4- Phylogenetic relationship between and within six inbred lines of maize led to classify the inbred lines into two main groups depending on the genetic distance between each inbred line and the other. Data showed a similarity degree between inbred lines after using cluster analysis. The first main group divided into two subgroups; the first included P3 and P5 whereas, the second subgroup included P4 and P6. While, the second main group consists of P1 and P2.
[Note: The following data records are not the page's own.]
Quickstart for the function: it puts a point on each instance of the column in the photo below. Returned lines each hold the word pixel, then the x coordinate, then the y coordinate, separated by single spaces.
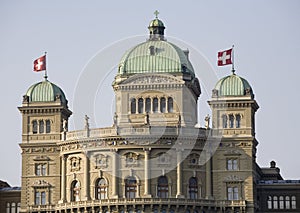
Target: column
pixel 63 179
pixel 147 173
pixel 87 177
pixel 179 174
pixel 114 173
pixel 208 177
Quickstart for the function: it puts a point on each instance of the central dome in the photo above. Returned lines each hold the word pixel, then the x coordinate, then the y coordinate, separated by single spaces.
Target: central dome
pixel 156 55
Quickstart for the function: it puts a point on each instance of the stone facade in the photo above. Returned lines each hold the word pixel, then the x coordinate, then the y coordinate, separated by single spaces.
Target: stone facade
pixel 153 158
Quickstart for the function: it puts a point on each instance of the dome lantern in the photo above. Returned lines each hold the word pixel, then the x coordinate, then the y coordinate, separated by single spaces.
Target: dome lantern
pixel 156 28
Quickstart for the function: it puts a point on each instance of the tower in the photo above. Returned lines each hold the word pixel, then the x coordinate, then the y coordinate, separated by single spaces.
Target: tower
pixel 45 116
pixel 234 163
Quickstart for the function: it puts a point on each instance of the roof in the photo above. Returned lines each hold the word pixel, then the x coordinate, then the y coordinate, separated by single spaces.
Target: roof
pixel 155 56
pixel 233 85
pixel 45 91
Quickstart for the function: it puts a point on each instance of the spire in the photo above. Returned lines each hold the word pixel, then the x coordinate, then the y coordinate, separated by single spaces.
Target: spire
pixel 156 28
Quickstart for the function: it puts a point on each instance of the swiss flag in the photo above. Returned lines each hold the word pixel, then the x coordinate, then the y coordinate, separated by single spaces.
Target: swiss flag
pixel 39 64
pixel 224 57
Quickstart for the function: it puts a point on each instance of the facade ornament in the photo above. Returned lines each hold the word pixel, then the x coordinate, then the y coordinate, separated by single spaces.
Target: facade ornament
pixel 207 121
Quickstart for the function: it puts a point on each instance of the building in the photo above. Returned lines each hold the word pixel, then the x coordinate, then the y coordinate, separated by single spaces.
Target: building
pixel 153 158
pixel 10 198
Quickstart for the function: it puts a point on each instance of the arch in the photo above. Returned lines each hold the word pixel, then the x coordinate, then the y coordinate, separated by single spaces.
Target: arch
pixel 34 127
pixel 133 106
pixel 75 190
pixel 140 105
pixel 170 104
pixel 101 189
pixel 130 187
pixel 193 188
pixel 162 187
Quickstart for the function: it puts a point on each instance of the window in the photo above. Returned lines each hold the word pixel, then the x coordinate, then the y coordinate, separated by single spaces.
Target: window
pixel 281 202
pixel 41 126
pixel 130 187
pixel 193 188
pixel 162 187
pixel 101 189
pixel 7 208
pixel 148 104
pixel 293 202
pixel 140 105
pixel 238 121
pixel 232 193
pixel 275 202
pixel 133 106
pixel 13 207
pixel 163 105
pixel 224 121
pixel 34 127
pixel 170 104
pixel 287 202
pixel 269 202
pixel 231 121
pixel 48 126
pixel 232 164
pixel 75 191
pixel 40 169
pixel 155 105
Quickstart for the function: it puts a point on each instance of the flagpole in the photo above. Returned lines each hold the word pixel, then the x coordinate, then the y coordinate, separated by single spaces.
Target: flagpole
pixel 232 59
pixel 45 67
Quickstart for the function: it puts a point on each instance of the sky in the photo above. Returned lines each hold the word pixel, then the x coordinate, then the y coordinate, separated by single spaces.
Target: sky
pixel 81 34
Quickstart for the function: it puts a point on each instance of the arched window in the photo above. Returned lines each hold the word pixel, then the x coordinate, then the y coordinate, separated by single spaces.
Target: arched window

5- On the other hand, Phylogenetic relationship between 15 single crosses of maize led to classify the hybrids into two major groups, A and B. The major group A divided into two subgroups, subgroup A1 which divided into two minor groups, minor group A1,1 which included P2×P4 and minor group A1,2 which included P3×P5, and subgroup A2 which included P2×P5. While, second main group B divided into two subgroups, B1 (P4×P5) and B2 which divided into two minor groups, B2,1 and B2,2. The minor group B 2,1 included two minor subgroups, B2,1,1 and B2,1,2. Minor subgroup B2,1,1 consists of two groups, the first included P4×P6 and P1×P2, while the second group included P5×P6. The second minor subgroup B2,1,2 consists also of two groups, the first included P1×P5 and P3×P5, while the second group included P3×P4. For the second minor group B2,2 it is clearly appeared that this minor group divided into two minor subgroups, B2,2,1 and B2,2,2. The first minor subgroup B2,2,1 included P1×P6 and P2×P3. While, the second minor subgroups B 2,2,2 included two groups, the first group contains P2×P6 and the second group included P1×P3 and P1×P4.
Conclusion:
Both morphological and bio-chemical identification methods were important in identifying maize genotypes. New technology (bio-chemical identification) can not replace traditional methods (morphological characteristics), the two should complete each other and constitute an effective technology system in maize identification. It could be concluded that morphological characters such as cub color, grain color and grain type and detection of variation at the DNA level using markers such as RAPDs technique were important and efficient in identifying maize genotypes.